ByteBuf in = Unpooled.copiedBuffer("+PONG\r\n", CharsetUtil.UTF_8);
ByteBuf SEP_CRLF = Unpooled.copiedBuffer("\r\n", CharsetUtil.UTF_8);
in.readByte();

int index = ByteBufUtil.indexOf(SEP_CRLF, in);

System.out.printf("expect 5, actual %d%n", index);

4.1.72.Final 版本的执行结果是 expect 5, actual 4。
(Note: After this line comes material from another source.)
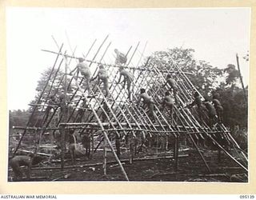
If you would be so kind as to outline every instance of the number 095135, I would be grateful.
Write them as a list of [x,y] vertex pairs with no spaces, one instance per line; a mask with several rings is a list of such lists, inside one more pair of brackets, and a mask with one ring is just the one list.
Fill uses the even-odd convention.
[[246,199],[246,198],[254,198],[254,195],[240,195],[240,198]]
感觉上新版本返回的“相对 index”而不是之前的“绝对 index”。

1. ByteBufUtil.indexOf(ByteBuf needle, ByteBuf haystack) 的使用

通过 IDEA 的 Find Usages 工具发现这个这个方法只在 io.netty.handler.codec.http2.Http2ConnectionHandler 使用：

            // If the input so far doesn't match the preface, break the connection.
            if (bytesRead == 0 || !ByteBufUtil.equals(in, in.readerIndex(),
                                                      clientPrefaceString, clientPrefaceString.readerIndex(),
                                                      bytesRead)) {
                int maxSearch = 1024; // picked because 512 is too little, and 2048 too much
                int http1Index =
                    ByteBufUtil.indexOf(HTTP_1_X_BUF, in.slice(in.readerIndex(), min(in.readableBytes(), maxSearch)));
                if (http1Index != -1) {
                    String chunk = in.toString(in.readerIndex(), http1Index - in.readerIndex(), CharsetUtil.US_ASCII);
                    throw connectionError(PROTOCOL_ERROR, "Unexpected HTTP/1.x request: %s", chunk);
                }
                String receivedBytes = hexDump(in, in.readerIndex(),
                                               min(in.readableBytes(), clientPrefaceString.readableBytes()));
                throw connectionError(PROTOCOL_ERROR, "HTTP/2 client preface string missing or corrupt. " +
                                                      "Hex dump for received bytes: %s", receivedBytes);
            }

在一个异常的分支，通过 indexOf 搜索 HTTP_1_X_BUF 关键字，判断该种特定的错误类型。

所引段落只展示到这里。